My starting point was the Suffragettes – a group I knew, from their associations with Royal Holloway, had cultivated unrest in the area. I began by chasing up whispers of disturbance in the early 1910s; Isabel Cowe being stopped by a policeman in 1912 for riding her bicycle on an Egham footpath during the final leg of a Suffragette Pilgrimage from Edinburgh and the closure of the Picture Gallery following a warning of arson on houseboats on the Thames. This introduced me to the frustrations and rewards of archival research. I would often follow up the findings of a colleague, scour sources with different priorities to mine, but find nuggets of valuable, startlingly candid information along the way, which offered me a better feeling for the time than any academic book could. A seemingly unremarkable piece from the 1913 Surrey Herald entitled “Not Suffragettes” revealed an anxiety surrounding feminist violence I never knew existed. After struggling to foot the bill at a hotel in Walton-on-Thames, three female servants caused “a misunderstanding all round” when they were suspected of being WSPU militants scouting the site as a future protest venue and detained in hotel rooms until police arrived and determined their innocence.

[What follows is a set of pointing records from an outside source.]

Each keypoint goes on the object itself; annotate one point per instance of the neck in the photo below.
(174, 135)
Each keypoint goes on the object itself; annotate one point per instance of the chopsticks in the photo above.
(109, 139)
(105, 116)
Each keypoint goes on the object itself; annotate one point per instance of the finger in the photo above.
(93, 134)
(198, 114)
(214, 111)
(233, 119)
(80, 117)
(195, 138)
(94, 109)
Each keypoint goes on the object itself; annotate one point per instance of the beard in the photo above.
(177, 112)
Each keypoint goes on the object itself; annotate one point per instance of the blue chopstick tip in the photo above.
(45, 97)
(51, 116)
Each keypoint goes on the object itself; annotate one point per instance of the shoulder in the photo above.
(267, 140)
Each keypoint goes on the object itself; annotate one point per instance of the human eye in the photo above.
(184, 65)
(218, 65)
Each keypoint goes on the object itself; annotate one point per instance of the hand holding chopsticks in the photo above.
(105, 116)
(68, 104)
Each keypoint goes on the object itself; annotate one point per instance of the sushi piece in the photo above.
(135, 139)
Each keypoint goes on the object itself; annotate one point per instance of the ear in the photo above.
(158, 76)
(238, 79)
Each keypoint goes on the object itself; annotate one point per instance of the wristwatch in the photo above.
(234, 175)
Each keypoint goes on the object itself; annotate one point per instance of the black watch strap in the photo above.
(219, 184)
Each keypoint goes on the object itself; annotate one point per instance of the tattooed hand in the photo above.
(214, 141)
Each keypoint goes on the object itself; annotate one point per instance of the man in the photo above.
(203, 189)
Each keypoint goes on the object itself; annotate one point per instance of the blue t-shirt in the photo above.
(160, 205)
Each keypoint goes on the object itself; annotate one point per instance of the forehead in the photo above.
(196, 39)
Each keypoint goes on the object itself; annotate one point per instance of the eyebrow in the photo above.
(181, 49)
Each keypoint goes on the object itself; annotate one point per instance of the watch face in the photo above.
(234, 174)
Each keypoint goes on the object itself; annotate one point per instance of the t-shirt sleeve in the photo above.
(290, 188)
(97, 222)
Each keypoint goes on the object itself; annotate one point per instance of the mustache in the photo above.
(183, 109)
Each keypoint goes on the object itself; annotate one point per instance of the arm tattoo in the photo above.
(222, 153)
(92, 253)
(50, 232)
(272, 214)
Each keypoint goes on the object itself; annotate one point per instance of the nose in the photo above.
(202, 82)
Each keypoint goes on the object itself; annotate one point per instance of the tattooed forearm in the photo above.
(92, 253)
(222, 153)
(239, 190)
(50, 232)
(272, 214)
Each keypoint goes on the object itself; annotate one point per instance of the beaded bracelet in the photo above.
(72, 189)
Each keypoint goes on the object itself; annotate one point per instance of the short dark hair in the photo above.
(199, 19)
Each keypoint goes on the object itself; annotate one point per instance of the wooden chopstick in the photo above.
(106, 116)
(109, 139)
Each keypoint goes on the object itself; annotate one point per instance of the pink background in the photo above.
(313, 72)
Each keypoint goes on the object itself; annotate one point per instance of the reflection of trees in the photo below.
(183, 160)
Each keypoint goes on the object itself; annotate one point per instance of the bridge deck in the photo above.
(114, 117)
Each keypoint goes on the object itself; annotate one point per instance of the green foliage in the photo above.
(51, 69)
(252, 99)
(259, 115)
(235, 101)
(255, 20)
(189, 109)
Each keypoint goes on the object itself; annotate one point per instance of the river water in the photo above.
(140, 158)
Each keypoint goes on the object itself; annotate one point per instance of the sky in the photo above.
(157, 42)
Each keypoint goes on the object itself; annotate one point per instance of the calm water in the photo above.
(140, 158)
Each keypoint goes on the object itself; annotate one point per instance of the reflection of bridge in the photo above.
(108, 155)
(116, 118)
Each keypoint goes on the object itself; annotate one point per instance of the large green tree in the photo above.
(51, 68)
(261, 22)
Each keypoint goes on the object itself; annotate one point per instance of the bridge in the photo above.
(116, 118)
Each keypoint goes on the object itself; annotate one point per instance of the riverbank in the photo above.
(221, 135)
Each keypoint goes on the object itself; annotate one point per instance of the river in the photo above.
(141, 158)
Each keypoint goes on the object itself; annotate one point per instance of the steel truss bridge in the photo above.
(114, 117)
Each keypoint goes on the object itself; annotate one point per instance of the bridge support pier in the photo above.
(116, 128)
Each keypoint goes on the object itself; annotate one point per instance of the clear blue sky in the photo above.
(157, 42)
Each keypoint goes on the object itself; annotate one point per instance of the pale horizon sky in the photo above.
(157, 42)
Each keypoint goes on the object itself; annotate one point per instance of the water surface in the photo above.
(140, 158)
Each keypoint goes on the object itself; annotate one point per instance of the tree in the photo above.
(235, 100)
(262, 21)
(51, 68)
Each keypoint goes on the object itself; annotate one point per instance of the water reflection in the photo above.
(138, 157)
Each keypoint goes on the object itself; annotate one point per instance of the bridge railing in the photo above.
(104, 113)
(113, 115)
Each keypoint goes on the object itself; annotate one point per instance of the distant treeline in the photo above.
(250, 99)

I soon compiled a collection of happenings across a staggeringly long period of time, spanning from Boudica’s final revolt in AD 61 (possibly taking place at modern-day Virginia Water) to the rebellion of the barons precipitating the sealing of the Magna Carta in 1215 and the role of Egham men in suppressing colonial rebellions of the 19th century to the decidedly peaceful Black Lives Matter and Extinction Rebellion protests making headlines today.
I was initially daunted by handling such a vast swathe of the past. The ‘rebellions’ each highlighted different concerns (territory, politics, agriculture, religion, gender, race and the natural environment) and, through comparison, threw up more questions than they answered. Why, for example, did Boudica’s tribesmen ‘revolt’ and King John’s barons ‘rebel’?, what makes an agrarian rising in the 19th century different from one in the 14th?, why do some rebellions qualify as expressions of activism and others are deemed as menaces to society? And how does proximity to dissent affect our interpretation of it?

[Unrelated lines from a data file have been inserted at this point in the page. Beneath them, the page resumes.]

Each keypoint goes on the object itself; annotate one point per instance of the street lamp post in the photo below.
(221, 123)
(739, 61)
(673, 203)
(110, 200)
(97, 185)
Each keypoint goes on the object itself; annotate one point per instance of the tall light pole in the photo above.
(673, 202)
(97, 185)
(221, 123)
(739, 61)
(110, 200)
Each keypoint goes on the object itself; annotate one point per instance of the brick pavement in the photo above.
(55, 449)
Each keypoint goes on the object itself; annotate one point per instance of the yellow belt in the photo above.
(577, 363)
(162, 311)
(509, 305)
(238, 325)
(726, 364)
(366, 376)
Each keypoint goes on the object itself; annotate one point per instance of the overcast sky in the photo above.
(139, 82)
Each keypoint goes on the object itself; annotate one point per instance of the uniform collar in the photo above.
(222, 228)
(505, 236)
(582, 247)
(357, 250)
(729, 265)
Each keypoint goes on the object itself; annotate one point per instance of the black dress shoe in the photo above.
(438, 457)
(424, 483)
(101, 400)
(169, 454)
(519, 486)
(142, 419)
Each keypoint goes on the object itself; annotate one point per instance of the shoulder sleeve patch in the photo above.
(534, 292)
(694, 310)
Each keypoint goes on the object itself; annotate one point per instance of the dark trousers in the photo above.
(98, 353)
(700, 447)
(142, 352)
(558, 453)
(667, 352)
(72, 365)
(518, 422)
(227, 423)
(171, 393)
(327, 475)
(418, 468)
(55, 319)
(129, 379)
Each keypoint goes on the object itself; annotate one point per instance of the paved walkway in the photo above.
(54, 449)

In seeking answers I came to appreciate that rebellions, like so many aspects of History, are more authentic as constructs of memory rather than realities. This is where the real interest in studying them lies. The way we remember and commemorate non-compliance holds up a mirror to society today. We downplay the rebellion behind the production of the Magna Carta to avoid tainting its significance as a cornerstone of today’s political liberties and we situate the Suffragettes within an aesthetic of marches and “votes for women” banners as opposed to violence and vandalism to maintain their respectability as pioneers of contemporary women’s rights.
Meanwhile, we conceal a possible attempt for Indian independence under the guise of military disobedience to avoid facing the horrors of British Colonialism and, in an age of factory farming and genetic modification, we downright forget the women and men who fought against the terrifying prospect of machines taking over their jobs. Clearly, not all Egham riots, rogues and rebellions stand equal in public memory. Churchill’s statement, History is “written by the victors”, is still relevant today.

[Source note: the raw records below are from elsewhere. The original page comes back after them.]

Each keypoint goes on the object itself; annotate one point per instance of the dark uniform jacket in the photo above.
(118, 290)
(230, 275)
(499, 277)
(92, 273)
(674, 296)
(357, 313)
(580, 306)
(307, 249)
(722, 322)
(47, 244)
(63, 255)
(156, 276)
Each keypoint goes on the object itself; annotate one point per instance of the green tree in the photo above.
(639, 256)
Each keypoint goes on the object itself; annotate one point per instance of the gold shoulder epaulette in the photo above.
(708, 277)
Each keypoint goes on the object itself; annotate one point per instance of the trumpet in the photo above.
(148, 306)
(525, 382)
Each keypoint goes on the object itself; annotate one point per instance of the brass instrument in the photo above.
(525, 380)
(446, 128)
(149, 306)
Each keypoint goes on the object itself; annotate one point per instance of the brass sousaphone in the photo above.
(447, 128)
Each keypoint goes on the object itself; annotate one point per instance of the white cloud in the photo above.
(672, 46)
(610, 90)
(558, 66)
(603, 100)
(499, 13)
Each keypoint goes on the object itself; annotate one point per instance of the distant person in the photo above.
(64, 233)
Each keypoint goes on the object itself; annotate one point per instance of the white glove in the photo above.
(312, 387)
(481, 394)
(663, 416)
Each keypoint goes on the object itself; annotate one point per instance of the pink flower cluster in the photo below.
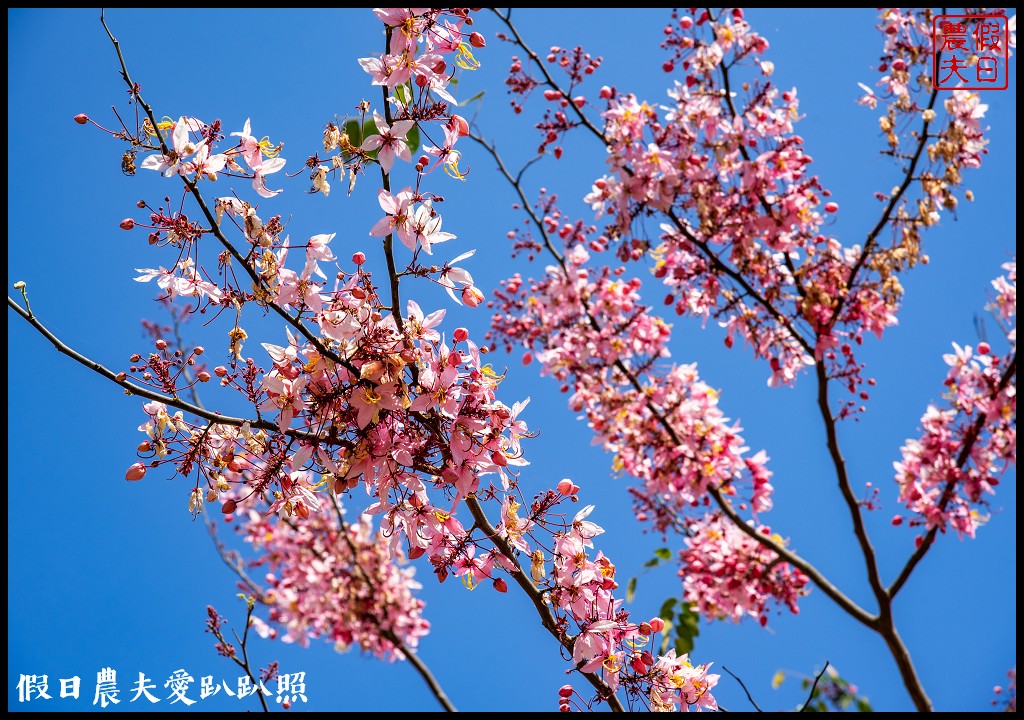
(349, 591)
(259, 155)
(727, 575)
(966, 447)
(586, 328)
(742, 242)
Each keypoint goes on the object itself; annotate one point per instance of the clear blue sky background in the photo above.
(105, 573)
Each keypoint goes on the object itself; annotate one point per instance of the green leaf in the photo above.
(631, 590)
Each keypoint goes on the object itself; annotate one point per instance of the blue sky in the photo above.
(109, 574)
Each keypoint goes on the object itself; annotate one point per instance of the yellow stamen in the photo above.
(466, 59)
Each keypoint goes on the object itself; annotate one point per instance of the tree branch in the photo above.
(543, 609)
(973, 434)
(812, 573)
(133, 389)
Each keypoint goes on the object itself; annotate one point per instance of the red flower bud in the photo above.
(461, 123)
(472, 297)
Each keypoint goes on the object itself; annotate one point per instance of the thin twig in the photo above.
(810, 570)
(133, 389)
(749, 696)
(973, 434)
(814, 687)
(543, 608)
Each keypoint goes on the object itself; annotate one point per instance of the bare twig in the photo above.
(134, 389)
(814, 686)
(749, 696)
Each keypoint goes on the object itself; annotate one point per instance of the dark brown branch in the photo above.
(133, 389)
(810, 570)
(973, 434)
(543, 608)
(389, 239)
(420, 667)
(193, 186)
(893, 202)
(844, 484)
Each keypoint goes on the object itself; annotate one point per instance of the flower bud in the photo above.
(471, 296)
(461, 123)
(135, 472)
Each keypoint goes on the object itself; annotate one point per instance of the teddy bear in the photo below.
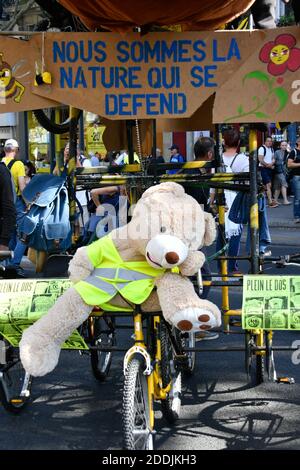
(146, 262)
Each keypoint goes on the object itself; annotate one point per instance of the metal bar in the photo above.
(72, 165)
(254, 216)
(154, 145)
(129, 140)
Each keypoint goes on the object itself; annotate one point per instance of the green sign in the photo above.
(271, 302)
(22, 302)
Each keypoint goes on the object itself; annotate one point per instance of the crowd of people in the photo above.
(279, 170)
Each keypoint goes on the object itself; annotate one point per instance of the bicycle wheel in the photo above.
(47, 120)
(136, 409)
(102, 335)
(170, 375)
(15, 383)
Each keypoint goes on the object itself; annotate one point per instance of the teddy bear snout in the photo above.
(172, 257)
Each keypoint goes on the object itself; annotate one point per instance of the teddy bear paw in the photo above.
(194, 319)
(38, 361)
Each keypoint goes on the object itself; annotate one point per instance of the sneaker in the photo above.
(206, 335)
(265, 253)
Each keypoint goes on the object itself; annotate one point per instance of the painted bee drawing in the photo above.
(9, 86)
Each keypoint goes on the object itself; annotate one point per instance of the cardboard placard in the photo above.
(159, 75)
(17, 73)
(253, 75)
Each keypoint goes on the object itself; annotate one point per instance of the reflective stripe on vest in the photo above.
(134, 280)
(114, 275)
(121, 273)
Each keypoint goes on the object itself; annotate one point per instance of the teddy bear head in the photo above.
(167, 223)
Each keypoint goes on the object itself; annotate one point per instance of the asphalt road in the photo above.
(220, 410)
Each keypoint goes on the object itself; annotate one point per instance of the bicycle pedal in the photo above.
(285, 380)
(17, 401)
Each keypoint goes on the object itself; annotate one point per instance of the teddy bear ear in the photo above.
(172, 188)
(210, 229)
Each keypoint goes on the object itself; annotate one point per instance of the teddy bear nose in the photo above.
(172, 257)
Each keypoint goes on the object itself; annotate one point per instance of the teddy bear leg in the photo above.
(41, 343)
(183, 308)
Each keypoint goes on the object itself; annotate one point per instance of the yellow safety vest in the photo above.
(134, 280)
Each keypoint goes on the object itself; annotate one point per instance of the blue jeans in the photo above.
(264, 232)
(296, 189)
(235, 241)
(233, 249)
(15, 243)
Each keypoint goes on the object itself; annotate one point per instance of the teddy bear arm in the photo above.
(182, 307)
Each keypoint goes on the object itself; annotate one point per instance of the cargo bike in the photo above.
(160, 356)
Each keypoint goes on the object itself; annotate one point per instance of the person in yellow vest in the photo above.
(17, 169)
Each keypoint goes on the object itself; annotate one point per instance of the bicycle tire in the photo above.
(101, 360)
(15, 383)
(50, 125)
(136, 410)
(256, 370)
(170, 373)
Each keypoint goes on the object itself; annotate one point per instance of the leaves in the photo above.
(258, 75)
(258, 103)
(282, 96)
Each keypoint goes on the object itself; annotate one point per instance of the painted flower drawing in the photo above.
(281, 55)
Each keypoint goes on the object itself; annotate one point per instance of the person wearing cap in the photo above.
(17, 169)
(176, 157)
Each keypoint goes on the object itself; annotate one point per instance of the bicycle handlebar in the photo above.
(5, 254)
(282, 261)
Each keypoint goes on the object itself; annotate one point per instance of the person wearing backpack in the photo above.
(7, 208)
(17, 169)
(266, 161)
(294, 167)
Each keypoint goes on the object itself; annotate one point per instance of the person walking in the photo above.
(279, 181)
(17, 169)
(234, 162)
(204, 150)
(7, 208)
(263, 13)
(29, 170)
(176, 157)
(293, 164)
(266, 160)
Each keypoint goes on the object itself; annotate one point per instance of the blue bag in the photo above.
(46, 225)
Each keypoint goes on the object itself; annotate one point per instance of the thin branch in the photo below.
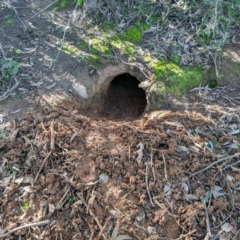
(146, 181)
(165, 167)
(209, 234)
(214, 163)
(3, 53)
(66, 27)
(94, 217)
(25, 226)
(44, 161)
(40, 11)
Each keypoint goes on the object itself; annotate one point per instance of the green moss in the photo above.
(134, 34)
(107, 26)
(93, 58)
(83, 45)
(63, 3)
(177, 80)
(69, 49)
(100, 45)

The upcoming exhibition offers an exciting opportunity to examine diverse forms of opposition alongside each other, give a platform to lesser-known developments such as the Thorpe War, and ask some of these important, if uncomfortable questions. As the recent Black Lives Matter and Extinction Rebellion Protests demonstrate, protest is not going away any time soon. Be it in the 1st century or the 21st, taking to the streets remains essential to getting one’s point across. An article from History and Policy (History and Policy | Connecting historians, policymakers and the media), a project using academic historical perspectives to enlighten public policy, opened my eyes to how perceptions and responses to rebellion repeat themselves. 19th century French psychologist, Gustav Le Bon, devised a ‘Crowd Theory’ whereby individuals lost rationality and even humanity in a protest group. This thinking runs through both medieval poet John Gower’s depiction of the 1381 rebels as savage wolves and bears and Eric Trump’s characterisation of BLM protestors as feral animals. Similarly, the reaction of the 14th century authorities, denying the scale of unrest by pinpointing troublemaking to “peasants”, misled by radical Lollards under John Wycliffe, is mimicked in the Economist’s description of 1990s poll-tax rioters as “no hopers” living on the peripheries of British society and Boris Johnson’s claim that BLM protests were “subverted by thuggery”. Exploring protest through comparison is not just fascinating. It has the potential to be immensely useful: improving our understanding of and facilitating more open conversations around discontent.